Not: Osmanlılar Musavi toplumundan devşirme alınmamıştır. Bunun sebebi Yahudilerin şehirlerde oturması ve kültürlerinin oturmuş olmasındandı.

 KAPIKULU ORDUSU: Osmanlı Devleti'nin düzenli ve maaşlı ordusuydu. Merkez kuvvetleri bu ordudan oluşturmuştur. 

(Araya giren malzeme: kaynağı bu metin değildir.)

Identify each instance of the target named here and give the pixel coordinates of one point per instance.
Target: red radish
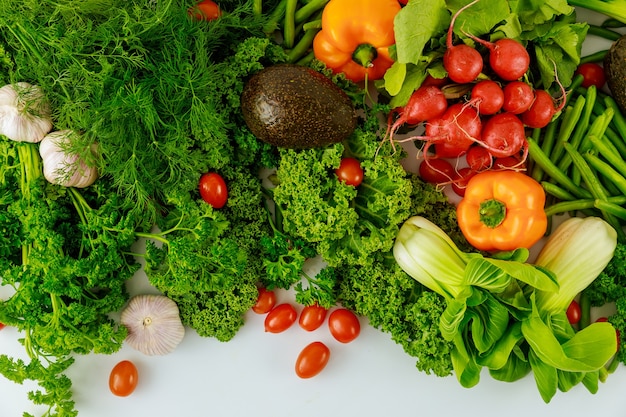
(462, 62)
(504, 135)
(518, 96)
(541, 111)
(487, 97)
(478, 158)
(424, 104)
(508, 58)
(454, 132)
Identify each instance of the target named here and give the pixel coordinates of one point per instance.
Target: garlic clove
(25, 114)
(62, 168)
(153, 323)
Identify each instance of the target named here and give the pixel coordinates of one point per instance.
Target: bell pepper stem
(364, 55)
(492, 212)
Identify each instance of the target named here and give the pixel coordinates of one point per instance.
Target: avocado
(615, 69)
(293, 106)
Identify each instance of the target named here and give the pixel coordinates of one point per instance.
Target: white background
(254, 375)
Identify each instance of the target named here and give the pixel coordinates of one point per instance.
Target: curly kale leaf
(397, 304)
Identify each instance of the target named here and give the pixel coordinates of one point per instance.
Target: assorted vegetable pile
(125, 121)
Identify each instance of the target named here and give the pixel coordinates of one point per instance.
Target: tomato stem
(364, 55)
(492, 212)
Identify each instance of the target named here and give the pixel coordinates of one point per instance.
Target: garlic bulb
(62, 168)
(153, 323)
(24, 112)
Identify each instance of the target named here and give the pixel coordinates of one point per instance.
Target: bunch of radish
(491, 118)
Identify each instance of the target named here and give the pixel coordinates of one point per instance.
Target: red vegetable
(344, 325)
(123, 378)
(312, 360)
(593, 74)
(350, 171)
(280, 318)
(454, 132)
(518, 96)
(504, 135)
(265, 301)
(436, 171)
(487, 97)
(573, 312)
(312, 317)
(462, 62)
(213, 189)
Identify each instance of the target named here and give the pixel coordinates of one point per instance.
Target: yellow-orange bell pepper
(502, 210)
(356, 36)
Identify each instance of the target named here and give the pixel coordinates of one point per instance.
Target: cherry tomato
(593, 74)
(205, 10)
(460, 183)
(436, 171)
(344, 325)
(280, 318)
(312, 360)
(123, 379)
(265, 301)
(573, 312)
(350, 171)
(312, 317)
(213, 189)
(478, 158)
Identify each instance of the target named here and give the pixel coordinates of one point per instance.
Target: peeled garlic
(62, 168)
(24, 112)
(153, 323)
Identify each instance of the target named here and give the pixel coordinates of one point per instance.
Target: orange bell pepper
(356, 36)
(502, 210)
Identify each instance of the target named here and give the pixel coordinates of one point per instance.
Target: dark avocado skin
(293, 106)
(615, 69)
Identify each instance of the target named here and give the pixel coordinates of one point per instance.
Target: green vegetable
(615, 9)
(504, 314)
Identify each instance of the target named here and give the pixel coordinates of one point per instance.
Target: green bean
(606, 170)
(595, 187)
(594, 57)
(570, 121)
(579, 205)
(306, 11)
(611, 208)
(289, 26)
(611, 154)
(619, 120)
(604, 32)
(303, 45)
(540, 158)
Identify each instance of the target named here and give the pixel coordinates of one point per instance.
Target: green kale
(397, 304)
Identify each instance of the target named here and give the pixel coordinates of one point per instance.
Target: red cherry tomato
(123, 379)
(213, 189)
(573, 312)
(436, 171)
(280, 318)
(312, 317)
(593, 74)
(344, 325)
(265, 301)
(205, 10)
(460, 183)
(312, 360)
(350, 171)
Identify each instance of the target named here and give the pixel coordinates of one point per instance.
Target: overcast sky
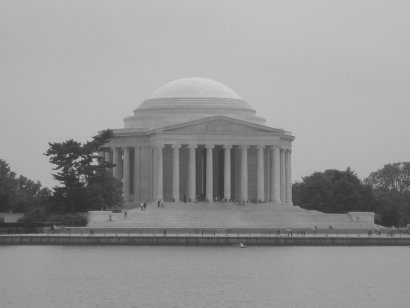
(334, 73)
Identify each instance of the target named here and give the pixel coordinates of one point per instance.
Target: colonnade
(273, 164)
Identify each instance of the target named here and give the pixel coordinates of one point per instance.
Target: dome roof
(189, 99)
(194, 87)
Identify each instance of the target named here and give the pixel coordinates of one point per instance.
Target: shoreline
(196, 240)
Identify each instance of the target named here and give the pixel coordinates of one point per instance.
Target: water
(70, 276)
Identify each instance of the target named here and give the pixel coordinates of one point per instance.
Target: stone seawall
(201, 240)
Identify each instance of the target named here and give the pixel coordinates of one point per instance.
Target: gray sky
(334, 73)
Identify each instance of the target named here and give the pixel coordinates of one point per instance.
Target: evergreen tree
(82, 173)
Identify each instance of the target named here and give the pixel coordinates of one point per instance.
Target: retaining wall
(202, 240)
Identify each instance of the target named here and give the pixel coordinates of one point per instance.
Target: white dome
(194, 87)
(189, 99)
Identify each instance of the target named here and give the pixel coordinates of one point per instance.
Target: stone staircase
(222, 215)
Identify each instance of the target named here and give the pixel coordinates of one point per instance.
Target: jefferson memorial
(195, 139)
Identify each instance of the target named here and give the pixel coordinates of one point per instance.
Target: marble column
(127, 172)
(227, 172)
(209, 173)
(175, 172)
(137, 173)
(288, 176)
(192, 172)
(117, 161)
(276, 174)
(244, 173)
(160, 173)
(261, 175)
(282, 176)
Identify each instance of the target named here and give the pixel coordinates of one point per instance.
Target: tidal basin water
(103, 276)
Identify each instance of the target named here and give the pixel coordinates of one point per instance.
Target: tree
(391, 185)
(392, 177)
(82, 173)
(333, 191)
(7, 187)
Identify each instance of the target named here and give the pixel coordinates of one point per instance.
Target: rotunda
(196, 139)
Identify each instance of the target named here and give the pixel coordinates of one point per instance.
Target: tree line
(385, 192)
(86, 183)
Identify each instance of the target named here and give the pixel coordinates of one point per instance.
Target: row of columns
(281, 183)
(280, 171)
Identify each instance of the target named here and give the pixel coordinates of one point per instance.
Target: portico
(219, 151)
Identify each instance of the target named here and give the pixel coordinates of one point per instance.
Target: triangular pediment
(220, 124)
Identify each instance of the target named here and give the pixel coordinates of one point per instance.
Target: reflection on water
(75, 276)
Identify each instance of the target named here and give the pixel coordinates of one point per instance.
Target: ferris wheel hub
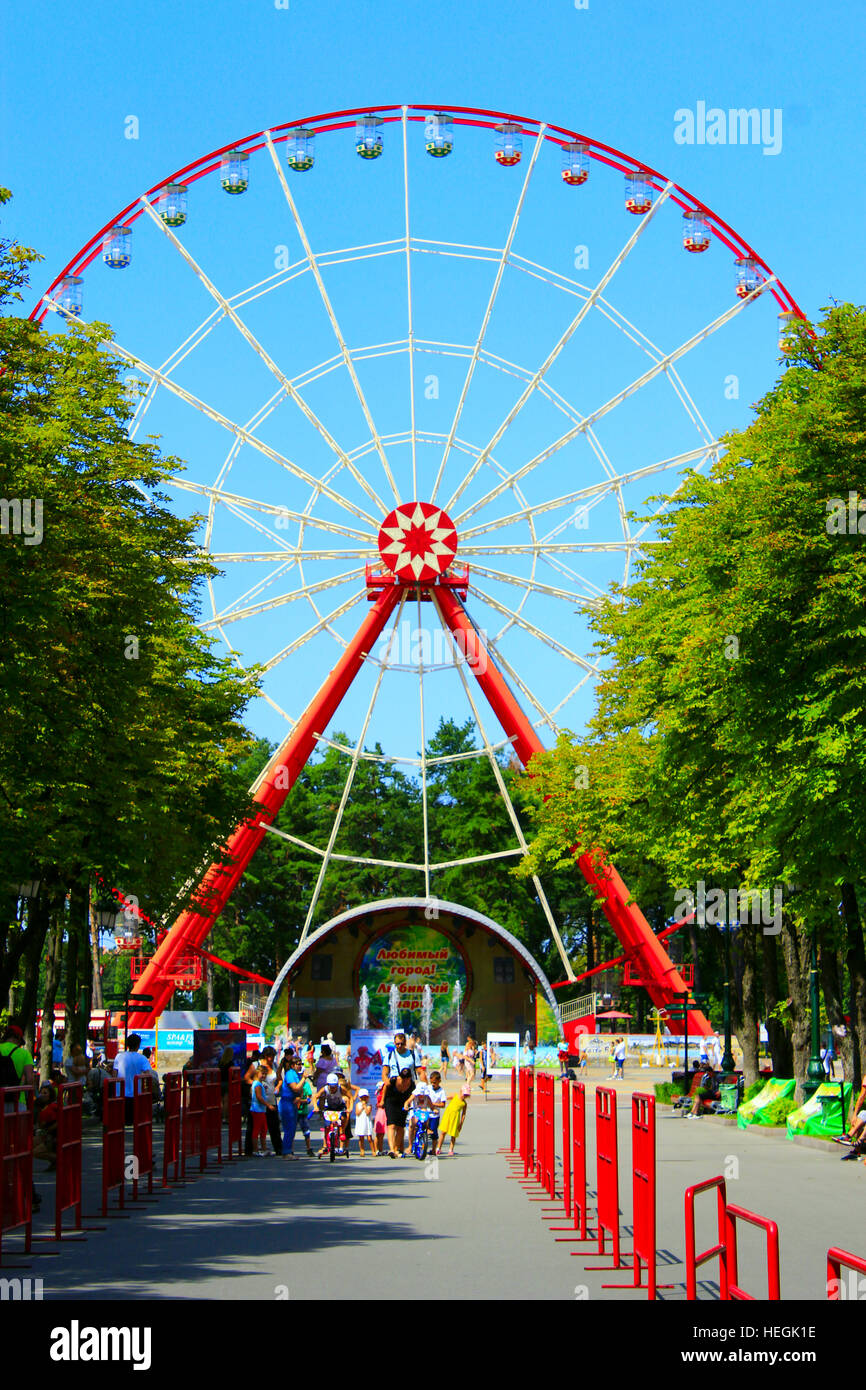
(417, 542)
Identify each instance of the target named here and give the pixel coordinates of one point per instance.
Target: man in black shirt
(395, 1098)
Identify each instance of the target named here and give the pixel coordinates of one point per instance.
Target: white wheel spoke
(332, 319)
(424, 816)
(509, 805)
(535, 631)
(317, 627)
(592, 491)
(242, 434)
(270, 556)
(412, 349)
(260, 352)
(503, 262)
(616, 401)
(356, 754)
(280, 601)
(552, 356)
(533, 584)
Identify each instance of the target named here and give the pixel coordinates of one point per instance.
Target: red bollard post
(530, 1121)
(566, 1122)
(644, 1193)
(608, 1179)
(192, 1123)
(235, 1115)
(213, 1114)
(731, 1216)
(836, 1258)
(577, 1166)
(692, 1258)
(114, 1109)
(171, 1136)
(17, 1164)
(142, 1134)
(67, 1179)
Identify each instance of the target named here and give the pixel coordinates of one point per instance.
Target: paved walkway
(374, 1228)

Yeniçeriler: Kapıkulu ordusunun piyadelerine yani yaya askeri ocağa “Yeniçeri” denmiştir.
 
Eyalet askerleri:
 tımarlı sipahiler,
 akıncılar, 
deliler, 
yörükler, 
beşliler, 
yayalar 
müsellemler ( Öncü ve geri hizmetteydiler) , 
Kale Kuvvetlerinden oluşmuştur

-Yabancıların gözünde Türkler:
-Komutanlarına itaat eder 
-ölmekten Korkmazlar 
-açlık ve susuzluğa dayanıklı idiler
 -eğlenceleri silah eğitimi ve avcılıktı.
 -askeri disiplin vardı.
-gereksiz yere konuşmazlardı.
 -düşmanla karşılaştıklarında ölmekten korkmazlardı.